Jewelry business discontinuances rose again in the first quarter, according to the latest statistics from the Jewelers Board of Trade (JBT), the Providence, R.I.–based credit rating group.
JBT said that for the first three months of 2025, jewelry business discontinuances in the U.S. and Canada jumped 16.7% over the same period last year, to 217. Of those, 178 businesses ceased operations, 35 merged or were acquired, and four filed for bankruptcy. All but five of the companies were in the United States.

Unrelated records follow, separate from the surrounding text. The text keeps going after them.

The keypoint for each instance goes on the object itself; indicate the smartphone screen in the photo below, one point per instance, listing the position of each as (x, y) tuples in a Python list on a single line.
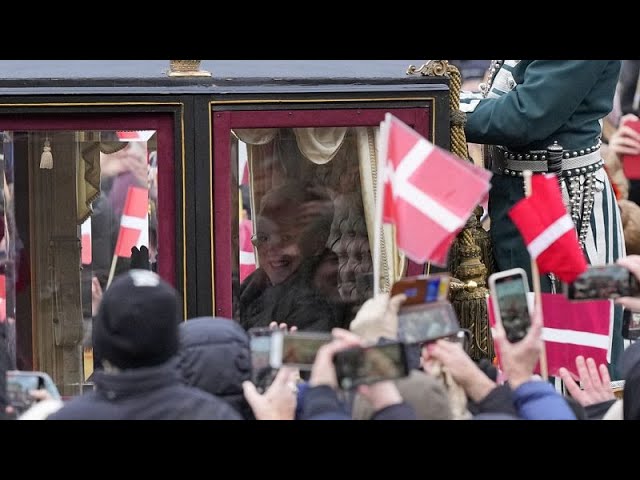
[(603, 282), (261, 372), (509, 295), (368, 365), (296, 349), (427, 322)]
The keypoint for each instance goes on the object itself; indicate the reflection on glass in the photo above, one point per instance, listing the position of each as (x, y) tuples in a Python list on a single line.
[(302, 239), (11, 247)]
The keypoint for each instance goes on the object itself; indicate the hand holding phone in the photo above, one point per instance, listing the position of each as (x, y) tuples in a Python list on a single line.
[(427, 322), (508, 291)]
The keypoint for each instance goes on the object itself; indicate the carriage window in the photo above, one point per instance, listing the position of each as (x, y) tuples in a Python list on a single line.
[(93, 198), (301, 236)]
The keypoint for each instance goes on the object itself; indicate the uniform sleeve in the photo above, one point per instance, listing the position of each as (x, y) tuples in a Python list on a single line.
[(549, 94)]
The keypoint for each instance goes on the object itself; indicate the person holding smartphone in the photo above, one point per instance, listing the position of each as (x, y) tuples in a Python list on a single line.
[(525, 107)]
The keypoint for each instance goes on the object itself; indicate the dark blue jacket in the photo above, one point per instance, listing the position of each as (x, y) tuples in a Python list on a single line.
[(155, 393)]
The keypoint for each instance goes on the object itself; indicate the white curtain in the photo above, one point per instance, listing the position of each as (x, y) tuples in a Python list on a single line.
[(392, 261)]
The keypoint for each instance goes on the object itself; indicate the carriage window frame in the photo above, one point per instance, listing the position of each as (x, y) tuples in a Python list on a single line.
[(419, 117), (163, 124)]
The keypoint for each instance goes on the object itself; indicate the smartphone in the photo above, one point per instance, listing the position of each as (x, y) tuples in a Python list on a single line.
[(508, 291), (368, 365), (422, 289), (297, 349), (21, 382), (601, 282), (427, 322), (630, 325), (262, 375)]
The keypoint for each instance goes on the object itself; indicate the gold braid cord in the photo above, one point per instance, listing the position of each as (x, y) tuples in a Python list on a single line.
[(469, 291)]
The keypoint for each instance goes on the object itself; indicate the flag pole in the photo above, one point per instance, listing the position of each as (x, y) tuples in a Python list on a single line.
[(537, 289), (380, 174), (112, 271)]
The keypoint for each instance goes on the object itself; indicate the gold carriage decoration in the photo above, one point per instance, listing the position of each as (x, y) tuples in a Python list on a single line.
[(470, 258)]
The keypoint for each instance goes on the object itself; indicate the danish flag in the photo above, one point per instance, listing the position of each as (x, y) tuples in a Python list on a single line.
[(85, 236), (428, 193), (548, 231), (134, 223)]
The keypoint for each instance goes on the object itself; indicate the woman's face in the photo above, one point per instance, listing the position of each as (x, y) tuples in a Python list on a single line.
[(279, 252)]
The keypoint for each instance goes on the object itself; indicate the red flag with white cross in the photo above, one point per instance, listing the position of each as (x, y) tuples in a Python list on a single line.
[(134, 223)]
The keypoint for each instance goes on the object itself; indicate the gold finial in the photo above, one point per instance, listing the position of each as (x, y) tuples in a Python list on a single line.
[(186, 68)]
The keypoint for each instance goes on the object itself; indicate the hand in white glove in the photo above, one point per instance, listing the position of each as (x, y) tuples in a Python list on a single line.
[(378, 317)]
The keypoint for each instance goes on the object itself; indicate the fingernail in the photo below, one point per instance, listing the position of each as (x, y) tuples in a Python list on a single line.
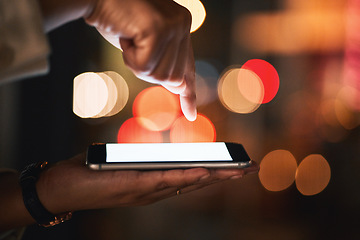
[(252, 171), (204, 177)]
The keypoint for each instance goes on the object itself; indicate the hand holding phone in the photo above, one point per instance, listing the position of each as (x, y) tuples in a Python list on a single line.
[(113, 156)]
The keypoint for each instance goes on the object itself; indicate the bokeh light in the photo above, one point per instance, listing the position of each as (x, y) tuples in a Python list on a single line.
[(156, 108), (250, 86), (197, 10), (97, 95), (268, 75), (200, 130), (231, 96), (90, 95), (313, 175), (277, 170), (206, 82), (132, 132)]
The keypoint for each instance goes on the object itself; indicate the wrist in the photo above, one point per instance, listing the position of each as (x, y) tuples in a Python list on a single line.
[(40, 214)]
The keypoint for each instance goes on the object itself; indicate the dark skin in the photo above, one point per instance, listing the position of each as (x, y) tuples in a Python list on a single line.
[(155, 38)]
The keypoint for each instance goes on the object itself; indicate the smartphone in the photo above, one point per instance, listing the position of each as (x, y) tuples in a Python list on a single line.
[(151, 156)]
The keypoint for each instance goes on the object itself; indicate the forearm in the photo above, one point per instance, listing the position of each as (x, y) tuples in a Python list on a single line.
[(12, 208), (56, 13)]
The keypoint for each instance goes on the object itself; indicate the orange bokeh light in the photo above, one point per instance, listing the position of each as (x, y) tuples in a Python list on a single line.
[(268, 75), (277, 170), (200, 130), (313, 175), (230, 93), (132, 132), (156, 108)]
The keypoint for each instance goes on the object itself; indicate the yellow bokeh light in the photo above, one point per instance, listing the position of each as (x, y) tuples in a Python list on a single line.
[(197, 10), (231, 96), (99, 94), (277, 170), (122, 92), (313, 175), (90, 95)]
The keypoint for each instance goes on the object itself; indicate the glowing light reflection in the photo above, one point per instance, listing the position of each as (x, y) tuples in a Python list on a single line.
[(197, 10), (277, 170), (268, 75), (90, 95), (313, 175), (200, 130), (230, 95), (156, 108)]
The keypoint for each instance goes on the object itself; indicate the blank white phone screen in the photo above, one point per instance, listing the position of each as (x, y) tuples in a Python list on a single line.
[(167, 152)]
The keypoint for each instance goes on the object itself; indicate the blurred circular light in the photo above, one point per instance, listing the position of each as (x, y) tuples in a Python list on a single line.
[(90, 95), (200, 130), (197, 10), (250, 86), (313, 175), (132, 132), (231, 96), (112, 95), (268, 75), (277, 170), (122, 92), (156, 108)]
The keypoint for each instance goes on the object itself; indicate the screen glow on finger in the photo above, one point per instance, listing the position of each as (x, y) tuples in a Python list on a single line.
[(200, 130), (156, 108), (312, 175), (277, 170), (197, 10), (132, 132), (268, 75), (90, 95), (230, 95)]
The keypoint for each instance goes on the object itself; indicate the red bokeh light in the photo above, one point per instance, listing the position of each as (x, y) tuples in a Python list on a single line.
[(156, 108), (268, 75)]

In the first quarter, the number of businesses entering the jewelry industry fell slightly year-over-year—a reversal from the final quarter of 2024. JBT registered 92 new jewelry companies in the first quarter, down from 97 in last year’s first quarter. The total breaks down to 69 retailers, 16 wholesalers, and seven manufacturers. Two of the newcomers were in Canada.

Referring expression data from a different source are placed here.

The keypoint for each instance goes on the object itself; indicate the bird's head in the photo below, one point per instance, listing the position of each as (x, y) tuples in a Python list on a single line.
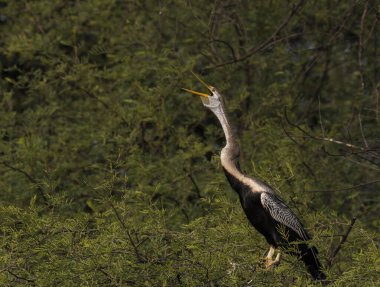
[(212, 100)]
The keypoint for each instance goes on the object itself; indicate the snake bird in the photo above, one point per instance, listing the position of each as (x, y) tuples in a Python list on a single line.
[(262, 206)]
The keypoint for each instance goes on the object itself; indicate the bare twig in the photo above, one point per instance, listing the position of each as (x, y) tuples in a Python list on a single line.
[(267, 42), (342, 241), (346, 188), (139, 257)]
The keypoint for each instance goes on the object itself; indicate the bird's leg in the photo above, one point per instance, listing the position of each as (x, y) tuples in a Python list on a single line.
[(270, 263)]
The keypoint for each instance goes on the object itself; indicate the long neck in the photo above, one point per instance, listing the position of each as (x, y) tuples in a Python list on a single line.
[(230, 153), (230, 158)]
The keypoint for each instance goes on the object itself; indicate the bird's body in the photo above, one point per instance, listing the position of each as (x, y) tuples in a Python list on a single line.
[(267, 213)]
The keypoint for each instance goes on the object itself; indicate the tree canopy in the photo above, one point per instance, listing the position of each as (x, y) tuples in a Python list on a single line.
[(110, 175)]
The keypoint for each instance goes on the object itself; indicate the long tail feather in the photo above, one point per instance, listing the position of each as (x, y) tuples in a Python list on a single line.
[(309, 257)]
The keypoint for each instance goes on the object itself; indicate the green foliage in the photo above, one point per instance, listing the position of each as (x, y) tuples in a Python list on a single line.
[(110, 175)]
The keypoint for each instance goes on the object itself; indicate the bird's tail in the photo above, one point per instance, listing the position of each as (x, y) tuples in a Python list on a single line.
[(309, 257)]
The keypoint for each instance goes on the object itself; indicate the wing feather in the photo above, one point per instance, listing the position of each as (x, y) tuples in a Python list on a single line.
[(282, 213)]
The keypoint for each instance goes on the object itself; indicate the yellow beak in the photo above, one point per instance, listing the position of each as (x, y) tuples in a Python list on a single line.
[(198, 93)]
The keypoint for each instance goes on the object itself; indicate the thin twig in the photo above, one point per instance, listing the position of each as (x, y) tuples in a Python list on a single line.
[(342, 241), (139, 257), (346, 188), (267, 42)]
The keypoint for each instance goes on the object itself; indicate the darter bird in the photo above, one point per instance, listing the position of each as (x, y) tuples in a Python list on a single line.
[(263, 207)]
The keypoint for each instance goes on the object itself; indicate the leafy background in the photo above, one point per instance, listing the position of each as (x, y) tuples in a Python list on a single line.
[(110, 175)]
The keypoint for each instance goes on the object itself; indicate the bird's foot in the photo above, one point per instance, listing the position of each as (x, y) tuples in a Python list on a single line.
[(269, 262)]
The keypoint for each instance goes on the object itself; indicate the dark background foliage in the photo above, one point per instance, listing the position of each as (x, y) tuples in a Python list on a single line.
[(110, 174)]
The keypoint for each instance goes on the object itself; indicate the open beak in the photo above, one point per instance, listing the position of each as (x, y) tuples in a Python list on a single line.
[(198, 93)]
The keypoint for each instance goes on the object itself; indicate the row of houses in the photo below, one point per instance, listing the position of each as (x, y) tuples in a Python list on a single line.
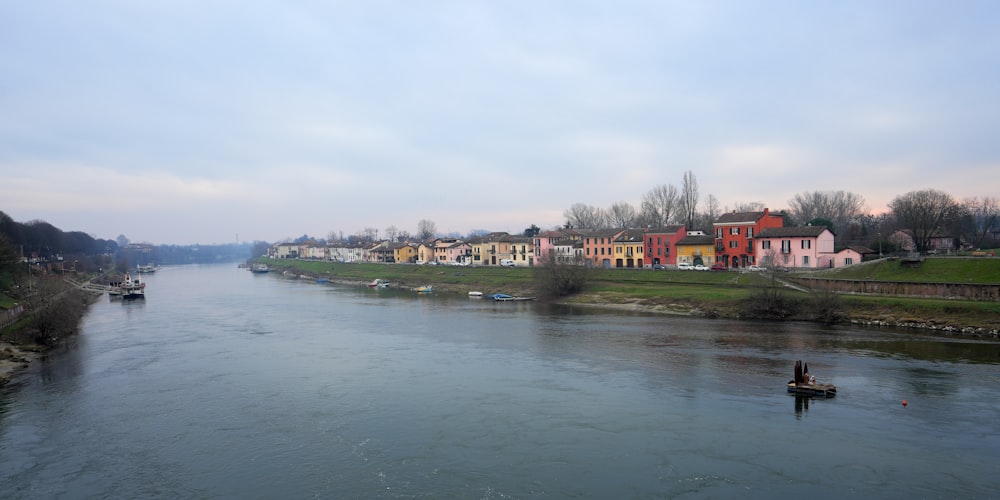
[(740, 240)]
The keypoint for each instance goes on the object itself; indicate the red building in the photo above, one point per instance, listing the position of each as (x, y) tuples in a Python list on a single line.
[(661, 244), (734, 234)]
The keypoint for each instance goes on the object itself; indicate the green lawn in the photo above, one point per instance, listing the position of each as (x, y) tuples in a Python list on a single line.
[(720, 293), (931, 270)]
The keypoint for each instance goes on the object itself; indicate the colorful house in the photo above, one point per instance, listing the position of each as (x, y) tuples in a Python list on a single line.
[(661, 244), (696, 249), (735, 232), (598, 247), (627, 248)]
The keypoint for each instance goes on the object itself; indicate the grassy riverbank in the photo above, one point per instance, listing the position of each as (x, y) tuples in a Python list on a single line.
[(709, 294)]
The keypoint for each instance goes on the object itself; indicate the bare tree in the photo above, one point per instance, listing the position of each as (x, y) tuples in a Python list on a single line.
[(426, 230), (368, 234), (621, 215), (689, 199), (585, 216), (981, 216), (839, 207), (659, 205), (925, 214), (707, 218)]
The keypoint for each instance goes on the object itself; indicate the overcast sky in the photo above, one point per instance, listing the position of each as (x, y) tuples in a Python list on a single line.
[(194, 121)]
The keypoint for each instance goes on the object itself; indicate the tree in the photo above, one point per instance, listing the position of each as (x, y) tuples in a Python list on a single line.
[(659, 205), (391, 233), (583, 216), (689, 199), (426, 230), (925, 214), (839, 207), (981, 215), (621, 215)]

Of the 90 new U.S. businesses, 28 were located in the Northeast, 20 in the Southeast, 16 in the South Central region, 15 in North Central, nine in the Southwest, and two in the Northwest.
Overall, JBT listed 23,610 North American jewelry businesses on its rolls at the end the first quarter of 2025, down 3.4% from one year earlier. They include 17,906 retailers (U.S. number: 16,959), 3,463 wholesalers (3,252 of them in the U.S.), and 2,241 manufacturers (U.S. total: 2,119).